MSM were also divided into ‘current’ and ‘past’ MSM in which the former still acquire new male sexual partners, whereas the latter no longer have sexual relationship with men. We defined two types of sexual partnerships: a one-off sexual partnership and a repeat sexual partnership. The one-off partnership has only a single sex act, whereas the repeat sexual partnership consists of multiple sex acts with the same partner. Our partnership-based model [12,13] allowed a repeat sexual partnership to last for a finite period of time, during which HIV transmission can occur. MSM in a repeat sexual partnership could also acquire a one-off sexual partner and HIV transmission could occur from both types of partners. The repeat and one-off sexual partner change rates were stratified by four MSM classes with the lowest rate assigned to the low-activity MSM aged 35 years or more and the highest to high-activity MSM aged below 35 years (Table 2). Non-random mixing between partners according to age group, sexual activity level, and perceived HIV serostatus was implemented using the method based on odds ratios (ORs) . Sex between men was the only route for transmitting HIV which included protected and unprotected receptive anal intercourse (URAI), protected and unprotected insertive anal intercourse (UIAI), and unprotected receptive oral intercourse (UROI). Condom use with repeat sexual partners was modelled using the class-specific proportions of susceptible individuals who have unprotected anal intercourse (UAI) with perceived HIV-negative and with diagnosed HIV-positive repeat sexual partners (Appendix, section 3.2.5, http://links.lww.com/QAD/A612). The perceived HIV-negative men included all susceptible (compartment 1 in Fig. 1) and undiagnosed HIV-positive MSM (compartments 2, 4, 6, 8, and 10). The diagnosed HIV-positive men included all diagnosed HIV-positive MSM (compartments 3, 5, 7, 9, and 11) and MSM on treatment (compartment 12). For one-off partnerships, susceptible individuals were categorized into three groups, that is, MSM who had no UAI one-off partner, MSM who had UAI only with a perceived HIV-negative one-off partner, and MSM who had UAI with a diagnosed HIV-positive one-off partner (Appendix, section 3.2.5, http://links.lww.com/QAD/A612). These proportions of MSM for modelling unsafe sex and condom use were assumed to remain constant over time and are presented in Table S8 (http://links.lww.com/QAD/A612) in the Appendix (http://links.lww.com/QAD/A612).

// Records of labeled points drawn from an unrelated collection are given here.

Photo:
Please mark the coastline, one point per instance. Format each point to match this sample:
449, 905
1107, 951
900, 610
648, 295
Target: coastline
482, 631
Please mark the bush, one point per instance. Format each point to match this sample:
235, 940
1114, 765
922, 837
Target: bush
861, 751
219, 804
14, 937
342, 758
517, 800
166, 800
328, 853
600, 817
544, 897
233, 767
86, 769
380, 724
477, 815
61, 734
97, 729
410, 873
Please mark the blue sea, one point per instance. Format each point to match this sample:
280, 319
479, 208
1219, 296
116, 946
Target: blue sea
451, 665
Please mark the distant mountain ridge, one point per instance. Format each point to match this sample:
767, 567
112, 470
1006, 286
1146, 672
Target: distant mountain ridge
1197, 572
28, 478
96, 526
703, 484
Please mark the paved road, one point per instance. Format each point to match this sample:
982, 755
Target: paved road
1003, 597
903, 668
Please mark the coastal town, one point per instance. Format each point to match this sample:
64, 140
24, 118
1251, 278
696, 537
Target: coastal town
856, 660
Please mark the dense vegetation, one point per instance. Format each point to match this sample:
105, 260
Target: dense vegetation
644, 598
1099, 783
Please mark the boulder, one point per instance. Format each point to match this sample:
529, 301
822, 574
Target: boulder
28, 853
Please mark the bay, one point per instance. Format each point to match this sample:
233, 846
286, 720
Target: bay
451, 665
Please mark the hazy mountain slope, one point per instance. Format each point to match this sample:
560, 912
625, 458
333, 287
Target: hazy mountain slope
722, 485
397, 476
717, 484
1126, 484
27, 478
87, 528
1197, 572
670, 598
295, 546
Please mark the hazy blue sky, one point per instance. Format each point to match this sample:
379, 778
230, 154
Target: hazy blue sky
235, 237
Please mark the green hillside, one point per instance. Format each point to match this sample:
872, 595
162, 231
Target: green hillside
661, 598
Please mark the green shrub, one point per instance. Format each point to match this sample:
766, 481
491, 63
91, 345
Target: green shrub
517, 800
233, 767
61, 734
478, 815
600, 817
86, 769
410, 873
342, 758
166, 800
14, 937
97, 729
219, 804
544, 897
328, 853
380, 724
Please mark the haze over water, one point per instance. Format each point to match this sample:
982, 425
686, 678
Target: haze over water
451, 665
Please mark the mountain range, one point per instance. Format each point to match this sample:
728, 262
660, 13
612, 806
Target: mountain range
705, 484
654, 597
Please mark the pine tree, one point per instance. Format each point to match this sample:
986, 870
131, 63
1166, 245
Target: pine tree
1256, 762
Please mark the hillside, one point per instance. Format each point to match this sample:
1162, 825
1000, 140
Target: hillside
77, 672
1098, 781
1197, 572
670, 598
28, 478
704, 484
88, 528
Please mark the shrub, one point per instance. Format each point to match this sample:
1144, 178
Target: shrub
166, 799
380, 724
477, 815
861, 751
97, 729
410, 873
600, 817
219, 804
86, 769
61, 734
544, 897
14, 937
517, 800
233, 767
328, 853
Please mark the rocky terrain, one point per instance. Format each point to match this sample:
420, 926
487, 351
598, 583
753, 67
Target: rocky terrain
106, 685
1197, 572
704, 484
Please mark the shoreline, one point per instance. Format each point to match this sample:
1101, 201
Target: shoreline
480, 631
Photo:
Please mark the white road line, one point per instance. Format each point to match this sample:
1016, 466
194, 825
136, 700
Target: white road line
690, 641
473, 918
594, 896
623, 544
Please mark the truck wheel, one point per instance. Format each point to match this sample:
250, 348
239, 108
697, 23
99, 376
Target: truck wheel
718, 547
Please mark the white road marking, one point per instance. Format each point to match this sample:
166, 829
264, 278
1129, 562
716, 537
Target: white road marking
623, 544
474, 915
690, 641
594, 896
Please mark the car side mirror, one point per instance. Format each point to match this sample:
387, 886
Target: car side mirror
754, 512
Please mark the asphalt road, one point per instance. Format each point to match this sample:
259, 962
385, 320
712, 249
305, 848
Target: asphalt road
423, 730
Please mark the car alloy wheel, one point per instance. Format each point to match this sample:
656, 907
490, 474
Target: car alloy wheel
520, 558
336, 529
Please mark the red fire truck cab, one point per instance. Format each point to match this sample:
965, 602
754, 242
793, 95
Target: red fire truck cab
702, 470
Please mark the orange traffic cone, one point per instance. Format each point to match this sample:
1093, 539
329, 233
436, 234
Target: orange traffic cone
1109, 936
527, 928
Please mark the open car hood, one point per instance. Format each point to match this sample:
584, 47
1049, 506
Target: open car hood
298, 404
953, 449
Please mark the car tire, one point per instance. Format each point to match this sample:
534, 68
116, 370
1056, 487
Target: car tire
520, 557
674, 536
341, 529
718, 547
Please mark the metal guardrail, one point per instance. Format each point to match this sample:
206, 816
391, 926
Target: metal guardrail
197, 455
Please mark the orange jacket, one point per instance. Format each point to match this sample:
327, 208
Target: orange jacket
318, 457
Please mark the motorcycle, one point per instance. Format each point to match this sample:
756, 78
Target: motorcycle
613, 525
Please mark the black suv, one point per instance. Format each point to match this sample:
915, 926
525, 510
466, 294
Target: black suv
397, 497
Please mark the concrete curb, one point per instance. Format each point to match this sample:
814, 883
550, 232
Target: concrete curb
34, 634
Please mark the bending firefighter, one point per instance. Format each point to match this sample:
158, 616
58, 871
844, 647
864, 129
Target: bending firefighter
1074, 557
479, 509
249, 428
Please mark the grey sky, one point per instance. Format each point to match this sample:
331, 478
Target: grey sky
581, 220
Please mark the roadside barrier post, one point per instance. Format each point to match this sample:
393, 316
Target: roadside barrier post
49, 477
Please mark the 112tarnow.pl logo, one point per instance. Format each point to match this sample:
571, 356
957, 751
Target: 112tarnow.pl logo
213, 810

Data and parameter estimation
The National Survey of Sexual Attitudes and Lifestyles (NATSAL) for the year 2000 , the Gay Men's Sexual Health Survey (GMSHS) in London  for years 2000–2006 and 2008, and the London Gym Survey (GYM)  for years 2000–2008 were the primary sources for estimating demographic and behavioural parameters. We adjusted the data from the community-based convenience-sample GMSHS and GYM surveys to match four important variables from the national-based probability-sample NATSAL survey (Appendix, section 2.3, http://links.lww.com/QAD/A612). Table 2 summarizes the derived parameters for sexual behaviour.
The model's biological parameters were mainly derived from the systematic reviews and meta-analyses available in the literature. The data from the national HIV surveillance databases including HIV/AIDS diagnoses and CD4+ surveillance [1,5] were used extensively throughout the parameterization. Other unknown parameters were estimated through model fitting to match the HIV epidemic in MSM in the United Kingdom during 2001–2009 using Monte-Carlo filtering method . Model validation was achieved by comparing the model outputs to the estimates of annual new HIV infections, the number of new HIV diagnoses, and the number of ART-treated MSM during 2001–2009 (Appendix, section 5, http://links.lww.com/QAD/A612).
Analysis of factor contribution to HIV infections
The method suggested by Orroth et al. was used to estimate the proportion of HIV infections contributed by the following factors: PHI and non-PHI stages stratified by CD4+ cell counts, undiagnosed and diagnosed MSM, ART-treated and untreated MSM, repeat sexual and one-off partners, MSM aged 15–34 and 35–64 years, and low and high-activity MSM. We simulated counterfactual scenarios by setting HIV infectiousness corresponding to each factor to zero during 2001–2002, 2014–2015, and 2019–2020, independently. The period of 2001–2002 allowed the above factors to show their effects as early as possible in the modelling time frame, whereas the period of 2014–2015 represented an immediate intervention at the current transmission, and 2019–2020 represented the end of the decade and the modelling timeline.
To quantify the magnitude of contributions, population-attributable fractions (PAFs) associated with each factor were calculated from
, where IRs is the annual HIV incidence rate in the counterfactual scenarios and IRb is the annual HIV incidence rate in the baseline scenario, where the default HIV infectivity was used throughout the simulation period. Within each scenario, we derived annual HIV incidence rates and calculated the PAF for each filtered parameter set. The median estimates, as well as the 2.5th and 97.5th percentiles of these PAFs, were obtained for 2001–2002, 2014–2015, and 2019–2020. The population sizes at the end of these years in relation to the sources of infections were derived from the model outputs. We also assessed differences in the PAFs across age groups and sexual activity levels in all scenarios. Note that PAFs do not need to sum to 100% .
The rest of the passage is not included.